Some recent studies have examined the clinical application of PRP using a drug delivery system (DDS). O'Connell et al. (2008) reported that a newly developed material containing PRP, which they named platelet-rich fibrin matrix membrane (PRFM), exhibited a gradual steady-state release of platelet-derived growth factors for as long as 7 days and potentially provided a fibrin scaffold to further facilitate the tissue repair process(O’Connell, et al. 2008).In Japan, Yazawa et al. (2003) reported that when a platelet concentrate was used in conjunction with fibrin glue as a carrier, the contents were released over a period of about 1 week.We have also reported that platelet-protein film (PPF) as an autologous fibrin clot which PRP and plasma proteins, might continuously release growth factors to the wound bed (Fig. 4) (Tanaka et al.,2007).

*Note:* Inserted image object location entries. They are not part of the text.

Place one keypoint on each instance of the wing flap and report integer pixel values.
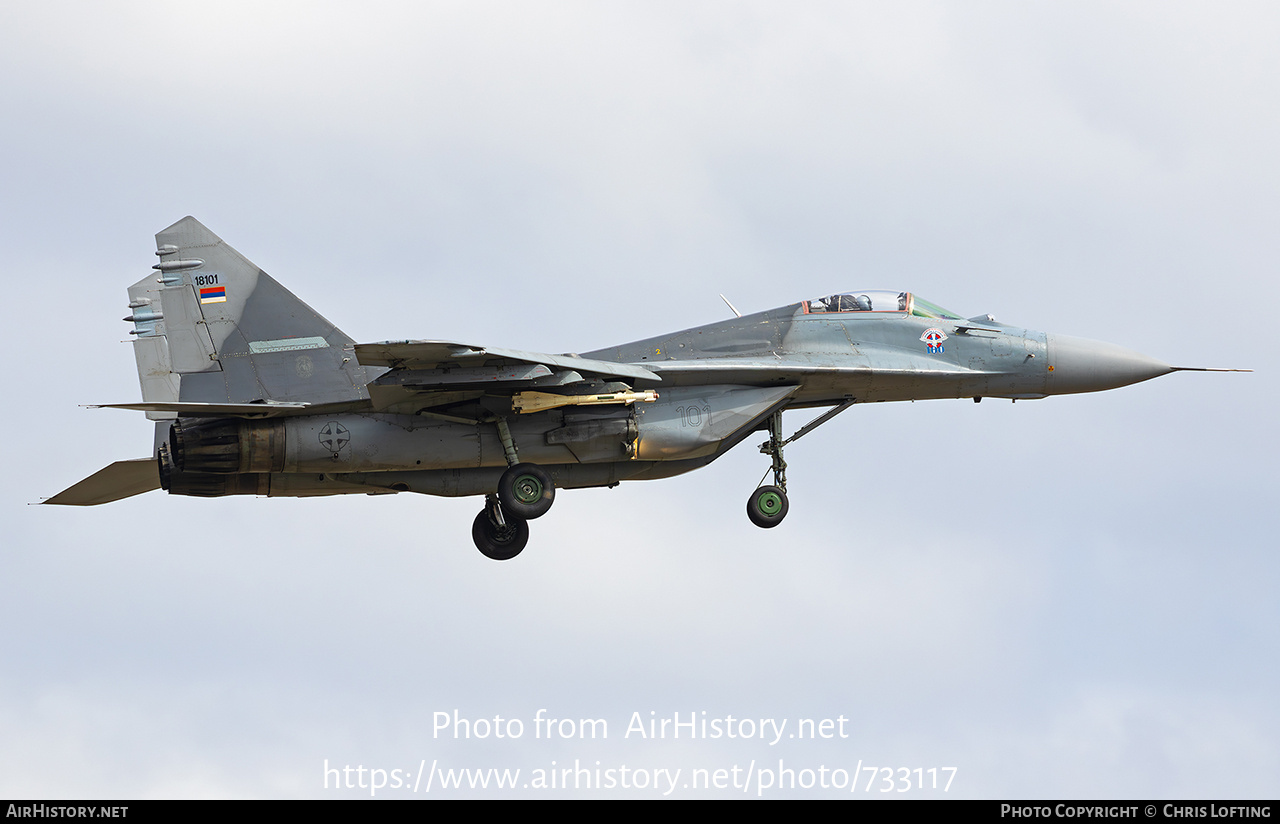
(428, 355)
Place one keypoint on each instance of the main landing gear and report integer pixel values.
(525, 491)
(767, 506)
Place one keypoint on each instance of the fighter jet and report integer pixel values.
(254, 393)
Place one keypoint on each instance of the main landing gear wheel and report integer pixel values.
(499, 543)
(526, 491)
(767, 507)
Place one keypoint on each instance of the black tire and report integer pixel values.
(767, 507)
(526, 491)
(499, 543)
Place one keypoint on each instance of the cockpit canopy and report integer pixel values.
(877, 301)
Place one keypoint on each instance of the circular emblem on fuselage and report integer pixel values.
(334, 436)
(933, 338)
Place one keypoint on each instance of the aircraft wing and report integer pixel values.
(435, 355)
(123, 479)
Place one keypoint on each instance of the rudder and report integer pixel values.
(213, 328)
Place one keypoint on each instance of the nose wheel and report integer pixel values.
(767, 507)
(768, 504)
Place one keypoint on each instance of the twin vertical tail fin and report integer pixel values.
(213, 328)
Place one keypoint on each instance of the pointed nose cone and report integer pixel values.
(1079, 365)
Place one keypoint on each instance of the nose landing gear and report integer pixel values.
(767, 506)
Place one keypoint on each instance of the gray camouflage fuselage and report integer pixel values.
(255, 393)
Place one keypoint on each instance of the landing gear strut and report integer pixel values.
(525, 491)
(498, 535)
(768, 504)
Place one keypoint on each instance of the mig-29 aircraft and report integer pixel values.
(254, 393)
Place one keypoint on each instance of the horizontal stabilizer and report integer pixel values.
(432, 353)
(120, 480)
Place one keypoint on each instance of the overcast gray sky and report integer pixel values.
(1070, 598)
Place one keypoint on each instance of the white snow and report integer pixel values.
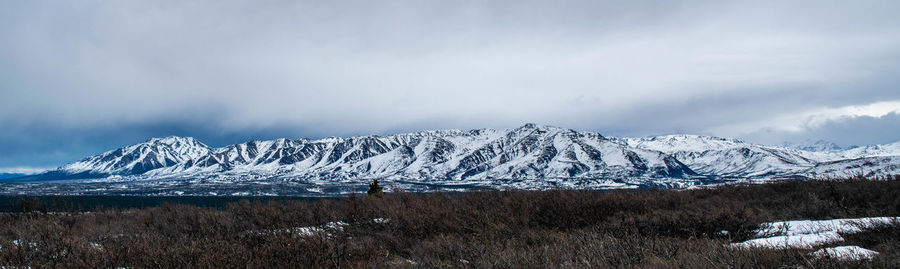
(846, 253)
(810, 234)
(793, 241)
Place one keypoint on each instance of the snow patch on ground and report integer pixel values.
(846, 253)
(793, 241)
(810, 234)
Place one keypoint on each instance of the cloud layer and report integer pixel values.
(80, 77)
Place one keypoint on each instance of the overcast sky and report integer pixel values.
(83, 77)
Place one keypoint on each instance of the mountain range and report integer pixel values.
(527, 153)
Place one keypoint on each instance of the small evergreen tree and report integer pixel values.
(375, 189)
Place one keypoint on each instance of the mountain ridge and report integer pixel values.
(530, 151)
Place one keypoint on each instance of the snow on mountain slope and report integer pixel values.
(527, 152)
(722, 157)
(869, 167)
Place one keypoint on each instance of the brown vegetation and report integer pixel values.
(520, 229)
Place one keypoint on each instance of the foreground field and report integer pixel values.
(523, 229)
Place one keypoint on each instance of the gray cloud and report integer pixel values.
(89, 71)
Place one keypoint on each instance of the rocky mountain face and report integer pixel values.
(527, 152)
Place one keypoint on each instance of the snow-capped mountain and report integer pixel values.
(529, 152)
(815, 146)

One successful case is presented to illustrate the possible outcome of treatment using PRP.
A 89-year-old female developed a pressure ulcer over the left lower limb; the ulcer had not healed despite three months of standard conventional wound therapy (Fig. 5 A). Surgical debridement followed by PRP collagen application was performed under general anesthesia (Fig. 5 B). Three weeks later, well-vascularized, healthy granulation tissue had developed (Fig. 5 C), and a split-thickness skin graft was performed to completely close the wound(Fig. 5 D). The patient has remained free of complications for 4 months since treatment (Fig. 5 E).
Advanced regenerative medicine-based technologies currently provide successful and less invasive wound closure with spontaneous healing or can be used in combination with skin grafting instead of invasive surgical tissue transfer. Recent developments in physical therapies including negative pressure wound therapy (NPWT)reinforce the efficacy of conservative wound treatment. However, we should always bear in mind that topical therapeuticmanagement strategieswork effectively only on adequately perfused wound beds under a moist environment without devitalized tissue or a critical bacterial burden.